Kai Smith just finished casting her ballot for the August 9th primary. Smith is glad that federal Judge Lynn Adelman told Wisconsin a few weeks ago, that it must accommodate voters who cannot get a photo ID by the November election. His order puts a wrinkle in the law state Republican leaders passed.
“I don’t agree with it because I think everybody is entitled to vote. You don’t need any I-D to vote, you live here, you can vote,” Smith says.
Smith says she’s looking forward to other changes that U.S. District Judge James Peterson mandated late Friday. For instance, he told the state to scrap the restrictions it has imposed on early voting. The law limits early voting to weekdays during the two weeks prior to an election. Beforehand, the City of Milwaukee offered weekend hours.
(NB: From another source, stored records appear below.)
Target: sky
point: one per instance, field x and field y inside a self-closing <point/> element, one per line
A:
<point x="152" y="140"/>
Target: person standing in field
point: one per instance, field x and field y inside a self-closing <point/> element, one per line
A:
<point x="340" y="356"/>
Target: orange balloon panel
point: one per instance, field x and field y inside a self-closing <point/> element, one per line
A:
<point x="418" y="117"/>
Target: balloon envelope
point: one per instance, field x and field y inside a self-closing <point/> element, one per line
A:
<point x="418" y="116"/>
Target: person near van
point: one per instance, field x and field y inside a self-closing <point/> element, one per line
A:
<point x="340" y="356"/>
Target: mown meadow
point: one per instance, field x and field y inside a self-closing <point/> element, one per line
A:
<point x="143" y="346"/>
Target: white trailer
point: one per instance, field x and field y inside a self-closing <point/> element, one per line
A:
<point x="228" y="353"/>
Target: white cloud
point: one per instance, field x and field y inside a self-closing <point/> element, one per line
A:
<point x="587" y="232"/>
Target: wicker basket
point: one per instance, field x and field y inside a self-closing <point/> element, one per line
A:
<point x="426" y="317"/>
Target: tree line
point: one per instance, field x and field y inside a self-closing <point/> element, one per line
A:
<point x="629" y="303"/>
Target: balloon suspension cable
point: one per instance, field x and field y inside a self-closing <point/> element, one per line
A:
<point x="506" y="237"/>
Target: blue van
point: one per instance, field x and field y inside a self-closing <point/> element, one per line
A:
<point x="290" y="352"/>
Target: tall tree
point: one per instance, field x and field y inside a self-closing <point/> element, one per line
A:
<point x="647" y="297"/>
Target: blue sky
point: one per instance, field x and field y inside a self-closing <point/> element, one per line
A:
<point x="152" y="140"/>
Patrick Schley says they’re much more convenient for him.
“I had to take time off work to come down here today to vote early. Usually I vote on Election Day but I’ll be out of town so, I have to figure out when I’m going to do it,” Schley says.
“We see early voting as a much needed opportunity for a lot of people in Milwaukee. People who aren’t able to access early voting, then sometimes lose their right to vote in an election," says City Election Commissioner Neil Albrecht.
He says, from his perspective, the court rulings leave his job in limbo – for right now, because state Attorney General Brad Schimel plans to appeal the federal court’s ruling. So Albrecht can’t yet make plans for the November election or to start to train poll workers.
“We need to wait at least for another couple of weeks to really see what happens in the judicial process with both of these rulings before we can really tell the public what to expect for November,” Albrecht says.
Albrecht says if the judge’s ruling stands, Milwaukee will likely resume offering early voting on weekends. He says the city may also expand early voting to multiple locations – not just downtown. The judge decided there can be more than a single early polling place.
One person who expects tons of questions about the court decisions and their impact on voting is Andrea Kaminski. She says some people are already confused as to whether they will need a photo ID in November.
“We’re recommending that people err on the safe side. You should at least try to get an ID, you should do that. Try to at least get a state ID from the DMV, be ready to show it at the polls and be ready for changes,” Kaminski says.
Kaminski is executive director of the Wisconsin League of Women Voters. She says it will keep people informed of developments on its website. Members also will be available to answer questions at several National Night Out celebrations this week.